Closed sagr4019 closed 5 years ago

sagr4019 commented 5 years ago

Modify the code provided in the paper: "Cross-Language Learning for Program Classification"

In order to use the code and modify it to fit our needs, we first have to understand roughly how it works.

Program Flow:

ast2vec

In the folder ast2vec there are several scripts to convert data located in ast folder into a representation for the neural network to learn the possible children of a parent node. It consists of four main components.

  1. fast_merge_pickles_to_pickle.py which takes as input a folder where serialized pickle ast files are located, a language parameter (cpp/java) and an output path. After execution, the outfile is an array which consist every single ast file serialized in pickle format.

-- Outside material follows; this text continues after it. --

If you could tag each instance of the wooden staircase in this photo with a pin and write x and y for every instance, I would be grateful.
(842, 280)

  2. fast_pickle_file_to_nodes.py which takes as input the output from the script above and a outputfile location. This file creates a new Array which contains every node,parent and an array with the children of the current node. For example:

    [
    {node:'0',parent:'none',children[30,30,45,33]},
    {node:'6',parent:'0',children[]},
    ...
    ]

    The reason why the children '30' has as node the value '6' is because of the "double mapping" The node values are located at input/srcml_node_map.tsv and the children values are located in the map file input/maps.java.pkl. For our example, I think we don't need the extra children map, we can use a only a node_map.

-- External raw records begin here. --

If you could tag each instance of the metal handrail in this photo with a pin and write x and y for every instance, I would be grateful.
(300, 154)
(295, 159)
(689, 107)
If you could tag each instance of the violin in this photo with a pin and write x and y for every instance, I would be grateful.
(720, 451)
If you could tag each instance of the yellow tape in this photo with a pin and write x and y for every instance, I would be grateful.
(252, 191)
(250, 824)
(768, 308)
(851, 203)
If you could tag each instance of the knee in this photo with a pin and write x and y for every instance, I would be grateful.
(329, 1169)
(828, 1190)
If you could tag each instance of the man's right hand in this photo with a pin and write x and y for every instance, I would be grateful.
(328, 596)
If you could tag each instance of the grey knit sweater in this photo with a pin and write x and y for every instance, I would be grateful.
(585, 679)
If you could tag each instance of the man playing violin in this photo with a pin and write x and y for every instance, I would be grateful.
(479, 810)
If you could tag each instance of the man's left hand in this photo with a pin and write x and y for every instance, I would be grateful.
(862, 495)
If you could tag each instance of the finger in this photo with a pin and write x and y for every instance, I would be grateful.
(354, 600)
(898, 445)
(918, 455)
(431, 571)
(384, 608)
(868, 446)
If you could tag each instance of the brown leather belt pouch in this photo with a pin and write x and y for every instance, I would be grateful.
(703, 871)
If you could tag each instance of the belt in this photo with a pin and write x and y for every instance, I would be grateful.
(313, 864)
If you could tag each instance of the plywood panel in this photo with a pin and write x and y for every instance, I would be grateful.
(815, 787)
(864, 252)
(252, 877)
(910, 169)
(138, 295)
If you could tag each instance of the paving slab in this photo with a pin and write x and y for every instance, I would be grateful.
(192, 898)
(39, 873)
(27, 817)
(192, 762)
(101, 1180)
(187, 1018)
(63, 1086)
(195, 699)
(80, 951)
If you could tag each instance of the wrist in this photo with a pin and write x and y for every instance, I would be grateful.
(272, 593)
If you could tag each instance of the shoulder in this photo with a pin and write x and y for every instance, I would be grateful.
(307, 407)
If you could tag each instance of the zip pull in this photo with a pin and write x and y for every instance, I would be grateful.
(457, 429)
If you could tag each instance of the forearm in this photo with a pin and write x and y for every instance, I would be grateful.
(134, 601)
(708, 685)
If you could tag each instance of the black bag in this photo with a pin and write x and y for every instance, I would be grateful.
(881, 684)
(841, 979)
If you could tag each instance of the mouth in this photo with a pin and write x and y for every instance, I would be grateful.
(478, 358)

  3. train.py take as input the output of fast_pickle_file_to_nodes.py and a output location for the pretrained vectors.

  4. pickle_files_to_training_trees.py take as input the merged pickle file from fast_merge_pickles_to_pickle.py and a outputfile location for a serialized pickle file which consists training and testing data.

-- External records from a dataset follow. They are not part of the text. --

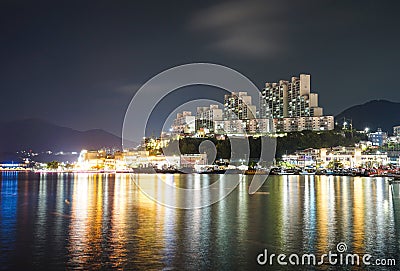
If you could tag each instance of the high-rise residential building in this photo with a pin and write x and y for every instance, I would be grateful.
(238, 105)
(396, 131)
(205, 117)
(378, 138)
(292, 106)
(240, 116)
(184, 123)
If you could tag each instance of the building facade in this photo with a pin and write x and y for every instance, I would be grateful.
(184, 123)
(293, 107)
(205, 117)
(378, 138)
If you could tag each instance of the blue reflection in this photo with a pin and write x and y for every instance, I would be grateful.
(8, 212)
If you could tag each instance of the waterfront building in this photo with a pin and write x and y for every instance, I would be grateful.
(205, 117)
(293, 107)
(322, 123)
(184, 123)
(348, 157)
(378, 138)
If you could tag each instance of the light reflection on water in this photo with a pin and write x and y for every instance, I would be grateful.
(100, 221)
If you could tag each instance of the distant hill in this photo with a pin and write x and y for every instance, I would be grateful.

sagr4019 commented 5 years ago

As discussed in the meeting on Wednesday, we want to customize our current AST structure in order to be able to use the scripts provided in the paper : "Cross-Language Learning for Program Classification". The basic encoding of an AST of the paper looks like this:

child {
        kind: NAME
        text: "webtechmobile"
        child {
          kind: POSITION
        }
        child {
          kind: XXX
            child {
              kind: X
            }
        }
      }

Several changes to the node "Declare" were necessary. The scripts used in the repository of the paper only using the attributes child and kind, so we will also use this notation for now. That means, the following AST snippet:

{  
   "Kind":"Seq",
   "Left":{  
      "Kind":"Declare",
      "Label":"L",
      "Var":"j"
   }
   "Right":{
       ...
   }
}

will be converted into

{
   "Kind":"Seq"
   "Child":{
       "Kind":"Declare"
       "Child":{
           "Kind":"Var"
           "Child":{
               "Kind":"VARNAME"
           }
       }
       "Child":{
           "Kind":"SecurityClass"
           "Child":{
               "Kind":"H/L"
           }
       }
   }
   "Child":{
       .....
   }
}

All strings in kinds are replaced by a number regarding to a map where every possible node gets a unique id.